The United States economy grew in the third quarter as a strong job market and a decline in inflation gave consumers confidence to spend freely on goods and services.
Gross domestic product, the primary measure of economic output, grew at an annual rate of 4.9 percent from July to September. Commerce Department informed Thursday. It was the strongest performance since the end of 2021, defying predictions of a recession due to the Federal Reserve’s interest rate hike.
The uptick was driven in part by a decline in inflation, which boosted purchasing power despite weak wage growth, and the job market that has shown renewed strength over the past three months.
That’s a far cry from the recession that many were predicting this time last year, before economists realized that Americans had saved enough to cover electricity bills as the Fed made it more expensive to borrow.
“There has been a huge increase in wealth since COVID,” Yelena Shulyatyeva, senior economist at bank BNP Paribas, said, referring to recent Fed data. , not just two, but three and four.
That level of spending in turn fueled strong employment growth in service industries like hotels and restaurants, even as sectors that benefited from pandemic shopping trends like transportation and warehousing returned to more normal levels. And with layoffs still at record lows, workers have no reason to stop making purchases, even if it means using a credit card — an expensive option as interest rates rise.
One beneficiary of those open pocketbooks is Amanda McClements, who owns a home goods store called Salt & Miscellaneous in Washington, DC. Sales are up nearly 15 percent from last year and ultimately surpassed 2019 levels.
“People can’t get enough candles; It remains our top seller,” Ms McClements said. They’re “entertaining more after the pandemic, so we do really well in glassware, tableware, beautiful linens.”
Ms. McClements said business was not equally strong, however: Her plant store, Little Leaf, never bounced back from the depths of the pandemic and closed this year. “We’re experiencing a really uneven recovery,” he said.
Although consumers made a large contribution to the economy’s growth in the third quarter, other factors also contributed. For example, residential investment also got a boost despite high interest rates: those who already own homes have little incentive to sell, so newly built homes are the only ones on the market.
“The third quarter will be the sweet spot where higher mortgage rates kept people in place, builders took advantage of the existing supply shortage and that shows up as an improvement from previous quarters,” said Bernard Yaros, chief U.S. economist at Oxford Economics. Gave.”

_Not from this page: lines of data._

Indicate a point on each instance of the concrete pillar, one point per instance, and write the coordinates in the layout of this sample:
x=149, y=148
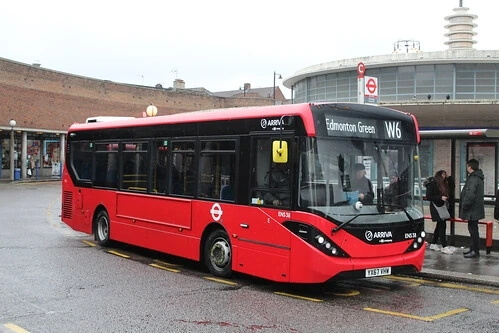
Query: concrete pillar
x=24, y=154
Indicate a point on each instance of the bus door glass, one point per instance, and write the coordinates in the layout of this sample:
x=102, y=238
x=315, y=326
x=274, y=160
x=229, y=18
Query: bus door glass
x=270, y=181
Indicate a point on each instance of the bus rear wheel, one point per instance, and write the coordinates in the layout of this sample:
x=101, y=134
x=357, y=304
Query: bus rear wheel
x=218, y=254
x=101, y=229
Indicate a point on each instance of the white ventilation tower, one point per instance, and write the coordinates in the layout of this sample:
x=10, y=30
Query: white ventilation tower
x=460, y=28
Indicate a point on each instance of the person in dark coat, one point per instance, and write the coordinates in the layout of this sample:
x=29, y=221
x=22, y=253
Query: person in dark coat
x=496, y=206
x=471, y=206
x=362, y=184
x=437, y=191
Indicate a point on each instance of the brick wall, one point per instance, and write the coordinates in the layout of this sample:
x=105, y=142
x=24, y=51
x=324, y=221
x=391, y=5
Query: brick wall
x=49, y=100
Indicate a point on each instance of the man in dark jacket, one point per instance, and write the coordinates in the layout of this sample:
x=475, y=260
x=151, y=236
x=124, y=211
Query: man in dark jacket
x=471, y=207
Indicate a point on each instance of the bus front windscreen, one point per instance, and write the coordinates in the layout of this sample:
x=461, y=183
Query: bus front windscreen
x=336, y=174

The return to growth will likely be brief. Heads into the fourth quarter are looming, including a decline in savings, the resumption of mandatory student loan payments and the need to refinance maturing corporate debt at higher rates.
But right now, the United States is outperforming other major economies, in part because of its aggressive fiscal response to the pandemic and in part because it has been more insulated from the impact of the Ukraine war on energy prices.
“We’re talking about the eurozone and Britain certainly looks to be on the brink of recession, if not already in recession,” said Andrew Hunter, deputy U.S. economist at Capital Economics, an analysis firm. “America is still on the global stage.”
Jenna Smialek Contributed to the reporting.